The collective individual performances in the movie, in particularly that of Waltz and DiCaprio could result in several Academy and Golden Globe awards. In true Tarantino style, he brings in 21st century audiences by intermixing the film's soundtrack with instrumental music and modern pop and rap music. Franco Nero, who originally played the character in 1966, makes a cameo appearance. And Miami Vice's Don Johnson even plays a lead role  as plantation owner Spencer "Big Daddy" Bennett.

Movie goers will want to root for Django and Broomhilda's love and will melt when following the journey to reconnect these unrequited love birds.  There isn't enough time dedicated to the couple's passion for me. I needed more. Perhaps it got edited out for time, but there was very little and what was shown was rushed. Call me a hopeless romantic.
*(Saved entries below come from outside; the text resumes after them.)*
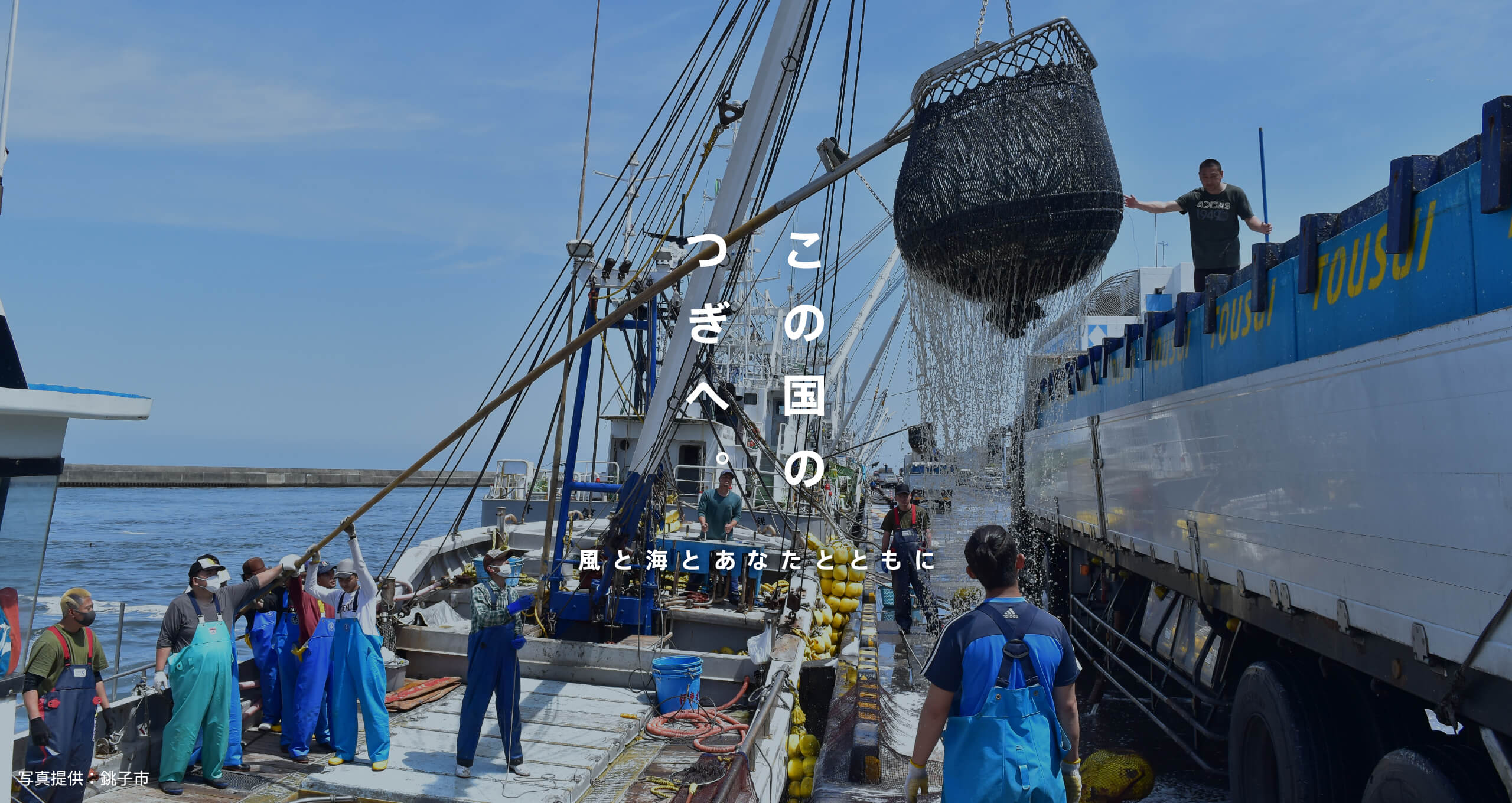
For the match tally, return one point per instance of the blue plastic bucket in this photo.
(676, 683)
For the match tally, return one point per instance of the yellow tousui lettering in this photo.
(1428, 232)
(1335, 270)
(1381, 259)
(1357, 267)
(1318, 291)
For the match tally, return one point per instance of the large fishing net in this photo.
(1009, 190)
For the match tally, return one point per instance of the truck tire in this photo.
(1380, 723)
(1283, 743)
(1434, 773)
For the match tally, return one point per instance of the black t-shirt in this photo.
(918, 519)
(1214, 226)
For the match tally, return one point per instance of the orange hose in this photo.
(713, 723)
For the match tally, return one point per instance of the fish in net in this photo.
(1009, 191)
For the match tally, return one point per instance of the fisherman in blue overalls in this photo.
(359, 683)
(1003, 688)
(306, 652)
(493, 663)
(906, 533)
(63, 688)
(262, 629)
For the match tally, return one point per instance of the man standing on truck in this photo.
(906, 527)
(1213, 212)
(1005, 678)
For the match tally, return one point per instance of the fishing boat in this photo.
(787, 645)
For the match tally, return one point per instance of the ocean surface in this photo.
(133, 546)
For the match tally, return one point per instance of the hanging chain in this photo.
(982, 19)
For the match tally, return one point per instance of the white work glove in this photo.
(1071, 775)
(918, 782)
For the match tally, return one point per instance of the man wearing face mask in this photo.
(194, 651)
(493, 663)
(357, 675)
(63, 688)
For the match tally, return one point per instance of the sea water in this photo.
(133, 546)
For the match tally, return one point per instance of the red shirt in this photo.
(309, 608)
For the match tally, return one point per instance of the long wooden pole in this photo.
(614, 316)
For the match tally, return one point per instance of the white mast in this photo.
(874, 360)
(773, 82)
(5, 100)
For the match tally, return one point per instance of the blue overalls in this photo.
(286, 639)
(493, 674)
(265, 652)
(307, 711)
(69, 713)
(906, 543)
(1009, 752)
(357, 683)
(201, 688)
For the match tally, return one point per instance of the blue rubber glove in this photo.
(522, 604)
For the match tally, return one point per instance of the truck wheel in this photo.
(1380, 725)
(1434, 773)
(1281, 742)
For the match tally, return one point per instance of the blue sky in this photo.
(312, 232)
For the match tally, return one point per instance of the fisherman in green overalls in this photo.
(194, 648)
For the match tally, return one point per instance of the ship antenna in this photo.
(587, 126)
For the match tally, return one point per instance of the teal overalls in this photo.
(201, 697)
(1011, 749)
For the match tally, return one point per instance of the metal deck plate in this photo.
(571, 734)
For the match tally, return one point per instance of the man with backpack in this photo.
(1003, 690)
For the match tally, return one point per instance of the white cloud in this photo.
(132, 94)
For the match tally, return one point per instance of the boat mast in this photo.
(5, 100)
(779, 66)
(871, 370)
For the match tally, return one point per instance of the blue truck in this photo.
(1278, 513)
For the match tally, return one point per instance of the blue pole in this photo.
(1265, 201)
(651, 351)
(584, 357)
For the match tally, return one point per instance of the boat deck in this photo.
(571, 734)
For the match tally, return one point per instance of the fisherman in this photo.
(357, 672)
(1213, 212)
(194, 654)
(1005, 678)
(306, 639)
(262, 629)
(233, 729)
(493, 663)
(61, 690)
(719, 513)
(908, 527)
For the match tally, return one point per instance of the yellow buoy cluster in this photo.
(1116, 776)
(803, 753)
(840, 596)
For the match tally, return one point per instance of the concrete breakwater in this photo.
(80, 475)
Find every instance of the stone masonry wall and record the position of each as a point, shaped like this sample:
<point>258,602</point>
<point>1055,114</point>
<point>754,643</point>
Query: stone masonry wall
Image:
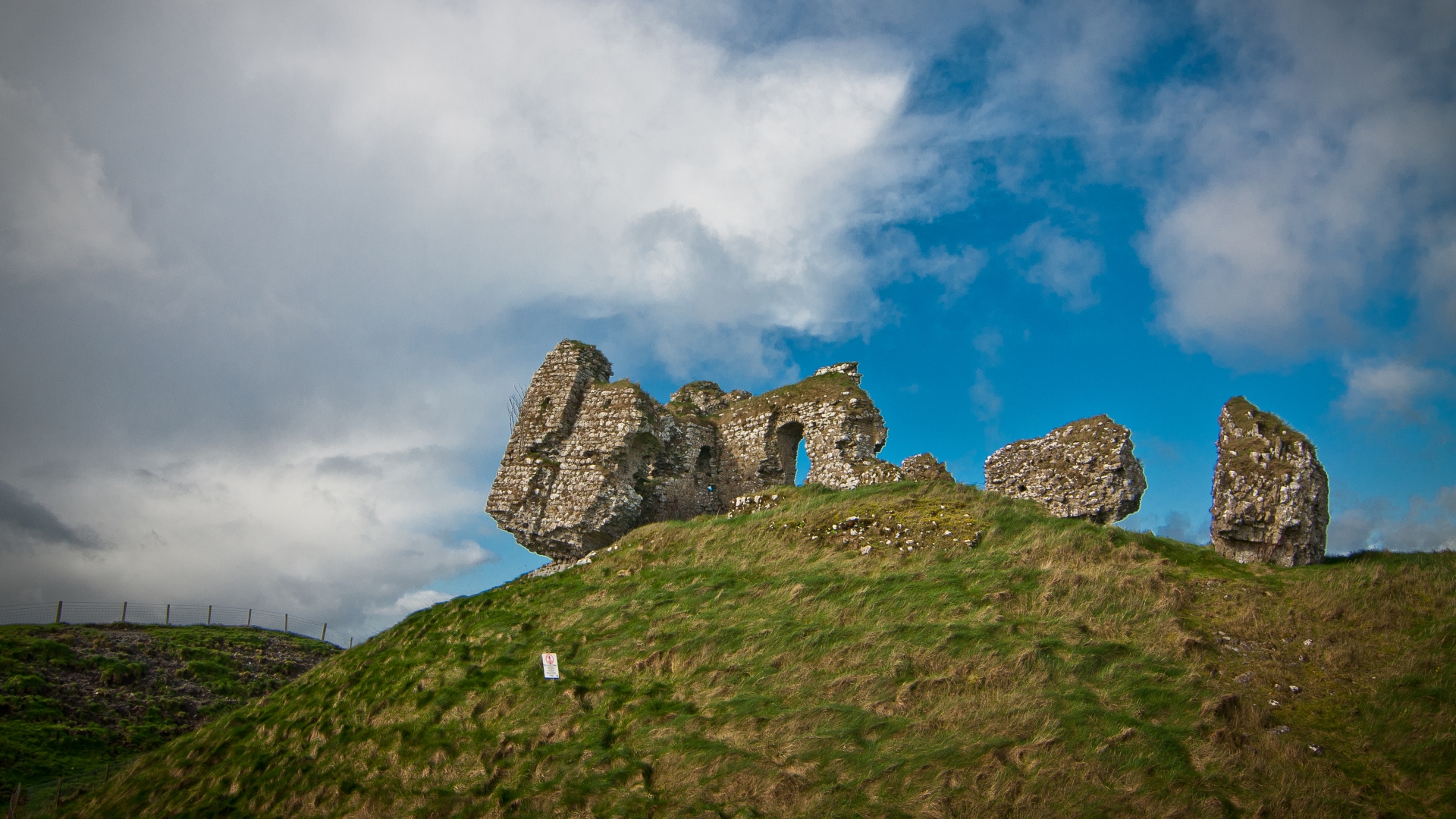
<point>1270,493</point>
<point>1084,469</point>
<point>590,460</point>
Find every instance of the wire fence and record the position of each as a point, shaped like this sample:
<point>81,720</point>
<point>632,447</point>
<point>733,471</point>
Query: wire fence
<point>46,799</point>
<point>169,614</point>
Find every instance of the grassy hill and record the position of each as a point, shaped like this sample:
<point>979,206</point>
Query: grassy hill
<point>76,697</point>
<point>1009,665</point>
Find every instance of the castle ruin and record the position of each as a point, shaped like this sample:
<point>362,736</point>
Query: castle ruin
<point>590,458</point>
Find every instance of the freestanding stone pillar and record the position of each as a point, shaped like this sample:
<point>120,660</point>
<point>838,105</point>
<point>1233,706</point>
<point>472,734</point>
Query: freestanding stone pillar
<point>1270,493</point>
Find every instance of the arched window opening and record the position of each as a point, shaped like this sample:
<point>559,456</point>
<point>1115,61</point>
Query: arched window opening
<point>789,438</point>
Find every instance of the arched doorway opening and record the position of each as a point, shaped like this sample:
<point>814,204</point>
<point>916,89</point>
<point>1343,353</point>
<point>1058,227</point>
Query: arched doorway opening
<point>791,436</point>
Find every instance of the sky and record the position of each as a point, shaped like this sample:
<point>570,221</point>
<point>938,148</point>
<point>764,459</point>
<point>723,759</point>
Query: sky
<point>270,271</point>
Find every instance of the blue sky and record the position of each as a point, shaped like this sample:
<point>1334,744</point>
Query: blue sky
<point>268,275</point>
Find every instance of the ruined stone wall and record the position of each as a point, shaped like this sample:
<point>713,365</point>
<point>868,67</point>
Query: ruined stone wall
<point>590,460</point>
<point>924,468</point>
<point>1084,469</point>
<point>1270,493</point>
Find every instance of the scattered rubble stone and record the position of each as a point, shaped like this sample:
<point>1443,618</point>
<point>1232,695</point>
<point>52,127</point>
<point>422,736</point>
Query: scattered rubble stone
<point>1084,469</point>
<point>592,458</point>
<point>1270,493</point>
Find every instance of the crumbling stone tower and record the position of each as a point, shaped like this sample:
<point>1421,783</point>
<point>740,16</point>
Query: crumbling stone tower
<point>592,458</point>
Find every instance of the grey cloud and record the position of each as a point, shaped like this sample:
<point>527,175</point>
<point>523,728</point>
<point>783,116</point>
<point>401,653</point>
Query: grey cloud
<point>20,512</point>
<point>348,465</point>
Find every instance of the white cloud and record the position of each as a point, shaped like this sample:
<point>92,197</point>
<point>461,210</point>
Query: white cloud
<point>1391,387</point>
<point>1059,264</point>
<point>1302,172</point>
<point>293,259</point>
<point>416,601</point>
<point>327,535</point>
<point>58,215</point>
<point>989,343</point>
<point>984,398</point>
<point>1376,523</point>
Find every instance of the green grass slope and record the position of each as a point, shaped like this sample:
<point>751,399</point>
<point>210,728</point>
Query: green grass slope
<point>764,667</point>
<point>76,697</point>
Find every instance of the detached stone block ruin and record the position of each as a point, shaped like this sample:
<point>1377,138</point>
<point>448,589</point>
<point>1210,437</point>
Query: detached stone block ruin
<point>1084,469</point>
<point>1270,493</point>
<point>592,458</point>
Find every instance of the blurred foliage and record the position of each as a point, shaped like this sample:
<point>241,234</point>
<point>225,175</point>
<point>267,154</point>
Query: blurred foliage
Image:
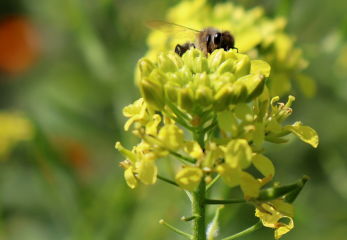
<point>257,35</point>
<point>66,183</point>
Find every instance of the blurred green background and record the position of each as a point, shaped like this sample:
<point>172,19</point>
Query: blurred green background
<point>73,75</point>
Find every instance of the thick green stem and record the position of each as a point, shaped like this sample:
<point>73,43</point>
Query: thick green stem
<point>198,205</point>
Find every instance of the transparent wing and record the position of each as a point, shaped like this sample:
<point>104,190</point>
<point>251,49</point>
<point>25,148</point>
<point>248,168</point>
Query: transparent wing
<point>171,29</point>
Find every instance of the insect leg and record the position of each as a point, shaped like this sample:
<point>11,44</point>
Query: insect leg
<point>181,49</point>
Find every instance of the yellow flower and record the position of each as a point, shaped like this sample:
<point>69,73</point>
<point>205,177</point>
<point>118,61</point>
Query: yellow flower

Django Unchained's unexpected elements make  what I thought was just yet another antebellum movie quite palatable and enjoyable - I mean once I could remove my fingers from shielding my place from the frequent gun battle scenes long enough. And yes, on more than one occasion  during the entire 2 and half hours the film ran, my mind drifted to the Newton, Connecticut massacre and it took a lot for me to shake it off.

But If you loved what Tarantino did with the Holocaust in Inglorious Basterds, you will thoroughly enjoy his take on Slavery in Django Unchained.

Go see it when it is released to the general public on Christmas day!